Matt_Lerner comments on A beginner data scientist tries her hand at biosecurity

Matt_Lerner 24 Oct 2020 2:55 UTC
7 points
0 ∶ 0
First, congratulations. This is impressive, you should be very proud of yourself, and I hope this is the beginning of a long and fruitful data science career (or avocation) for you.

What is going on here?

I think the simplest explanation is that your model fit better because you trained on more data. You write that your best score was obtained by applying XGBoost to the entire feature matrix, without splitting it into train/test sets. So assuming the other teams did things the standard way, you were working with 25%-40% more data to fit the model. In a lot of settings, particularly in the case of tree-based methods (as I think XGBoost usually is), this is a recipe for overfitting. In this setting, however, it seems like the structure of the public test data was probably really close to the structure of the private test data, so the lack of validation on the public dataset paid off for you.
I think one interpretation of this is that you got lucky in that way.

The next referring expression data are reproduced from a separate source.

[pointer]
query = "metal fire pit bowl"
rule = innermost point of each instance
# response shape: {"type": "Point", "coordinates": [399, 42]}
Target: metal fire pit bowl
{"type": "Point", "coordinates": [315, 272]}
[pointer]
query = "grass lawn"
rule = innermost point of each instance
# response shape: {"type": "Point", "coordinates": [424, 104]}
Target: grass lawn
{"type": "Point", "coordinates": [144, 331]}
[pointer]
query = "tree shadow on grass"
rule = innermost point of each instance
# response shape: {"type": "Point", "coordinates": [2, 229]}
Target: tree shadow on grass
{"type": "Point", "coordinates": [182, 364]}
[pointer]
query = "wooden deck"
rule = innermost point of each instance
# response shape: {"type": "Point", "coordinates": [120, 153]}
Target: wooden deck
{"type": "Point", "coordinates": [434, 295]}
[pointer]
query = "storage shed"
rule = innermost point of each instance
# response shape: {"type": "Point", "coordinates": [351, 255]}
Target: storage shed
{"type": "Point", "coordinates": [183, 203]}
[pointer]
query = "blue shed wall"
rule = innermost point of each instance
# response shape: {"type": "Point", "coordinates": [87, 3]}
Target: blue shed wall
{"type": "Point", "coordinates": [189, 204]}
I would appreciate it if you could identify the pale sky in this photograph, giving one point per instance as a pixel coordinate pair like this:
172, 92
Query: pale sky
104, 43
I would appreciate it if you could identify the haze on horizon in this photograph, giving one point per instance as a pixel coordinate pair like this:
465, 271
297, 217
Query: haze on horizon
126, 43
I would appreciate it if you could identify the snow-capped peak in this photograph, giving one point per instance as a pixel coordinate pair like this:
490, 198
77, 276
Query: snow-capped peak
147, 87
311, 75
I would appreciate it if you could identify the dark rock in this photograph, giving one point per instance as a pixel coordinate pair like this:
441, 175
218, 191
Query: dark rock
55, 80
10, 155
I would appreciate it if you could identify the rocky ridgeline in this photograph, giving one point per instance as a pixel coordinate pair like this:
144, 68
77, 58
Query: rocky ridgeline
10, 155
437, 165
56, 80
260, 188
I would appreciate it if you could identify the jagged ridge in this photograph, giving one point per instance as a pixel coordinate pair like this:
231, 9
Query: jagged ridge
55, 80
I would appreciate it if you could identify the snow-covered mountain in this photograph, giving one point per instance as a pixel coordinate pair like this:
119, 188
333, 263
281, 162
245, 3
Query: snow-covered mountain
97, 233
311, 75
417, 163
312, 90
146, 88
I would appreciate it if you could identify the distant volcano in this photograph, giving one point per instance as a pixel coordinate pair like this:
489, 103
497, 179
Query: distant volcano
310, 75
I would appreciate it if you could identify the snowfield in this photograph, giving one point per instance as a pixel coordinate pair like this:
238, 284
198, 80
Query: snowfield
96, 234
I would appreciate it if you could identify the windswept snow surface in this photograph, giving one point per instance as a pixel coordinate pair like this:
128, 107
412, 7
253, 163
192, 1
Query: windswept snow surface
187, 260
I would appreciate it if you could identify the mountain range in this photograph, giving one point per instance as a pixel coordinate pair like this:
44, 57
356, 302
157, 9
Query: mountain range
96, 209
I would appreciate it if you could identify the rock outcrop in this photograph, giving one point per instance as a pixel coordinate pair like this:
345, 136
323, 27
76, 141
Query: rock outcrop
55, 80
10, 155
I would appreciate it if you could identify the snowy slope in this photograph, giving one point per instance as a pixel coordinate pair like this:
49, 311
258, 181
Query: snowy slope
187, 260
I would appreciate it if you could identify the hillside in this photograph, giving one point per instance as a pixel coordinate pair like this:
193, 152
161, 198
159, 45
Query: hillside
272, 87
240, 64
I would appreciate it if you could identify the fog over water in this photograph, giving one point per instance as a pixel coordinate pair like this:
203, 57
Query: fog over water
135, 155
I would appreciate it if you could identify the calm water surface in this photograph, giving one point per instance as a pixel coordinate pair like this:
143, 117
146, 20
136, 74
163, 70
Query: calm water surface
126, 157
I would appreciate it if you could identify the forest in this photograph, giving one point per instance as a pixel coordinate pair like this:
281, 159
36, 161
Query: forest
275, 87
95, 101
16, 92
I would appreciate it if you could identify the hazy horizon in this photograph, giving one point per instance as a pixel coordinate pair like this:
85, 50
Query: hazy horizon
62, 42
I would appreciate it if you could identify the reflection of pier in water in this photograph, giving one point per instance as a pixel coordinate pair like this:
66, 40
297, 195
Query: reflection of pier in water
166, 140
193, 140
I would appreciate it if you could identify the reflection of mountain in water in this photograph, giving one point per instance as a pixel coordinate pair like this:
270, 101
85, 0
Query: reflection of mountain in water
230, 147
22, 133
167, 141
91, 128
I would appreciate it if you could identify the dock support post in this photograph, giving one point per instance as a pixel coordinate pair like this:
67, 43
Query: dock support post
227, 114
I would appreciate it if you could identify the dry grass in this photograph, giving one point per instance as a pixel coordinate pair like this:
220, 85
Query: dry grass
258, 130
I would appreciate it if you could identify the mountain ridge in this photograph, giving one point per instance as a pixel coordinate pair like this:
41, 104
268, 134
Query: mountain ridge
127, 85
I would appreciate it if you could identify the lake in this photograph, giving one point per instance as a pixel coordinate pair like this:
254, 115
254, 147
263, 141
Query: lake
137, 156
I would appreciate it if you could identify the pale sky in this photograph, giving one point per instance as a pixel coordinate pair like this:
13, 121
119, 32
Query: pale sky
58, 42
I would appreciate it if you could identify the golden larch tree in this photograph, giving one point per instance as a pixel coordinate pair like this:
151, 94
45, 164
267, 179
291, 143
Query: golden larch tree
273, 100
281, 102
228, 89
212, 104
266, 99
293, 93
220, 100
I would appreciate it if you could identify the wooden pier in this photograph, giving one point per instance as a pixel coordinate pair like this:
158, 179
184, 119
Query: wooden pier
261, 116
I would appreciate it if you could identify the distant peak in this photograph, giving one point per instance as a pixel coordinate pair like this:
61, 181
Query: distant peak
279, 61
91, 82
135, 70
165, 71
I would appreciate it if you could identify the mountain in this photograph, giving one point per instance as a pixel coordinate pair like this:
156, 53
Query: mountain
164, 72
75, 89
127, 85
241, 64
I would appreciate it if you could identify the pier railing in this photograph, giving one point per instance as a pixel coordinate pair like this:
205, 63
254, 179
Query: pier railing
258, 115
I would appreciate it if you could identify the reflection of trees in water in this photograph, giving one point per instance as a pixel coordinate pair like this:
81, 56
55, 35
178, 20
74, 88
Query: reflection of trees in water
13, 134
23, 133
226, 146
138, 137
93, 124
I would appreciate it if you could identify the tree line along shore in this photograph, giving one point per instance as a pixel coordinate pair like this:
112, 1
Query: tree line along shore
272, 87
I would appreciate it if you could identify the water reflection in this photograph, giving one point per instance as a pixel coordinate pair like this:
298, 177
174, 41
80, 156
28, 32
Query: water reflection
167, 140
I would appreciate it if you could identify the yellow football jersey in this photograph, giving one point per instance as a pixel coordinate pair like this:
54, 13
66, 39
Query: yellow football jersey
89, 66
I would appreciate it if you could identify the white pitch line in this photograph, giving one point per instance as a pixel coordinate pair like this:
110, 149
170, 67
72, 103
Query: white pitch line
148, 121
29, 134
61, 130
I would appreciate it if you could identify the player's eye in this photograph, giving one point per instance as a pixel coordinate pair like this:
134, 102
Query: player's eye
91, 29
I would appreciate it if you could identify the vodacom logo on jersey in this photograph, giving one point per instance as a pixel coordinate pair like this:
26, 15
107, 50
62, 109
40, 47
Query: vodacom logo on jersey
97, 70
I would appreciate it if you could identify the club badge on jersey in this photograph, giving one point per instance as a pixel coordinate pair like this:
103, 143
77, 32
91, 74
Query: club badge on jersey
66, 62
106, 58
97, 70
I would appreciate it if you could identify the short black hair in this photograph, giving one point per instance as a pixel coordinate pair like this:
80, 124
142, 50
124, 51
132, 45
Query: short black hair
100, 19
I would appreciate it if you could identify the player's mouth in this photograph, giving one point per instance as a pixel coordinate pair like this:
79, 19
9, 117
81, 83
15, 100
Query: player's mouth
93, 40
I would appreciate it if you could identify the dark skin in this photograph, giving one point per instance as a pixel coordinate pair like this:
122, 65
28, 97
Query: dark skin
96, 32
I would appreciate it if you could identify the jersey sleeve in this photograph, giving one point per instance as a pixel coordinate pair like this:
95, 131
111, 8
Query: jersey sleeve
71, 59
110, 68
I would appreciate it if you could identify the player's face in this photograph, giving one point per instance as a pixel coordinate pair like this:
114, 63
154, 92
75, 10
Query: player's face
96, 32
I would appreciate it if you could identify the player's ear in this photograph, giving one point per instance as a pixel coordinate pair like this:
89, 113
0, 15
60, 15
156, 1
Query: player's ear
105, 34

But I don’t think that’s the right takeaway. I think the right takeaway is that you kept your eye on the ball and chose the strategy that worked based on your understanding of the data structure and the available methods and you should be very satisfied.
- Tsunayoshi 25 Oct 2020 0:49 UTC
  5 points
  0 ∶ 0
  Parent
  Are you sure that this is the standard way in competitions? It is absolutely correct that before the final submission, one would find the best model by fitting it on a train set and evaluating it on the test set. However, once you found a best performing model that way, there is no reason not to train the model with the best parameters on the train+test set, and submit that one. (Submission are the predictions of the model on the validation set, not the parameters of the model). After all, more data equals better performance.